Libor interest rate manipulation may have been known to Federal Reserve and other US regulators in 2007

Ben Bernanke will be quizzed about his response to a
scandal that has so far led to the ousting of Barclays' top three executives.

Federal Reserve chairman Ben Bernanke is set to be quizzed about the failure of US regulators to stop bankers manipulating interest rates as the fallout of the Barclays Bank scandal spreads to the US.
Senator Tim Johnson, the chairman of the banking committee, said Tuesday that Bernanke should be prepared to discuss the possible illegal manipulation of the London Interbank Offered Rate, or Libor, by banks in Europe, Japan and the US when he appears before the panel later this month. Johnson said treasury secretary Timothy Geithnerwould also face senators' questions on the scandal at a separate hearing.
"I am concerned by the growing allegations of potential widespread manipulation of Libor and similar interbank rates by some financial firms," said Johnson. "At my direction, the committee staff has begun to schedule bipartisan briefings with relevant parties to learn more about these allegations and related enforcement actions."
US regulators are coming under fire after revelations that they may have known about flaws in setting interest rates as early as 2007 when the Federal Reserve bank of New York shared its concerns about possible manipulation of Libor with UK regulators.
Libor rates are ultimately used to set rates for anything from car loans to mortgages and other securities in a market valued at $550tn. Regulators are investigating whether bankers colluded to manipulate Libor in order to make profits or avoided losses by wagering on the direction of interest rates.
Barclays last month agreed to pay $453m to British and US authorities to settle allegations that it manipulated Libor. More than a dozen other banks including Citigroup, HSBC and JP Morgan Chase are being investigated for their roles in setting Libor rates.

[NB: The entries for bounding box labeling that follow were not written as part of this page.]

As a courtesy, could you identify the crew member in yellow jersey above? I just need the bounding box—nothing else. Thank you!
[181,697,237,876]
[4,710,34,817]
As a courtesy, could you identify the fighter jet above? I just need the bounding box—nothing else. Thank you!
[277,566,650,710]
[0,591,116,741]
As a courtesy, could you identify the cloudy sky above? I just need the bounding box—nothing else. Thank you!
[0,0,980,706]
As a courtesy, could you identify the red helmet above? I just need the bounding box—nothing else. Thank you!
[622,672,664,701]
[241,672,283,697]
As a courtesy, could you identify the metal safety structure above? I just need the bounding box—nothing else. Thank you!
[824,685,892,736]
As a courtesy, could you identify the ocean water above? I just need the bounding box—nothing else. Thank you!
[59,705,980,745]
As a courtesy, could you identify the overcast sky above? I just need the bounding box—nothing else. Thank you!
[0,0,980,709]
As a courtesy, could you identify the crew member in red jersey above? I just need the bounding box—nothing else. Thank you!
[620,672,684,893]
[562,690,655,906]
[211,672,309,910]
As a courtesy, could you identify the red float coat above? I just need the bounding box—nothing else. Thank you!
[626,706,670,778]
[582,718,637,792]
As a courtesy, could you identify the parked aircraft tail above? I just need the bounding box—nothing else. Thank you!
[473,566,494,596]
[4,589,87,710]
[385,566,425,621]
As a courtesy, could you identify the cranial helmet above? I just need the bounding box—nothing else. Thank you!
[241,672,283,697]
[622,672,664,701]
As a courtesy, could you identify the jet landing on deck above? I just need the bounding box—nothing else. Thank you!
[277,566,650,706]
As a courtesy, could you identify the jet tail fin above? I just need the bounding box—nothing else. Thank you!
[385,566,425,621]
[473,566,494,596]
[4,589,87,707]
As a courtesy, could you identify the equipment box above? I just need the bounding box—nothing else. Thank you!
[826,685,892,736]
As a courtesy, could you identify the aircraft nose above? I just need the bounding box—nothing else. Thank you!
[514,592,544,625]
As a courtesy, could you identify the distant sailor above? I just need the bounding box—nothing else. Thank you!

The scandal has so far led to the ousting of Barclays' top three executives and caused a political firestorm in the UK.
New York Fed officials quizzed executives at Barclays in 2007. The bank has considerable operations in the US and bought the core assets of bankrupt Lehman Brothers bank in 2008.
Geithner, former New York Fed president, even held a meeting on April 28 2008 titled "Fixing Libor" that was attended by other Fed officials.

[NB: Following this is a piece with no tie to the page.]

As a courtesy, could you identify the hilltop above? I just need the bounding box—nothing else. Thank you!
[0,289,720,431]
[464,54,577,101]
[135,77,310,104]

In a statement a New York Fed spokesman said: "In the spring of 2008, following the failure of Bear Stearns and shortly before the first media report on the subject, we made further inquiry of Barclays as to how Libor submissions were being conducted. We subsequently shared our analysis and suggestions for reform of Libor with the relevant authorities in the UK."
Darrell Duffie, a Stanford University finance professor and Libor expert, said he expected more banks to be fined as the full extent of the scandal emerges. "At present we just don't know whether Barclays was fined first because it was the most egregious case or because it was the most co-operative," he said.
Duffie said he expected regulators on both sides of the Atlantic to face mounting criticism. "Collectively the regulatory community didn't push as hard as it should have on this issue even though they have clearly been following it from the beginning," he said.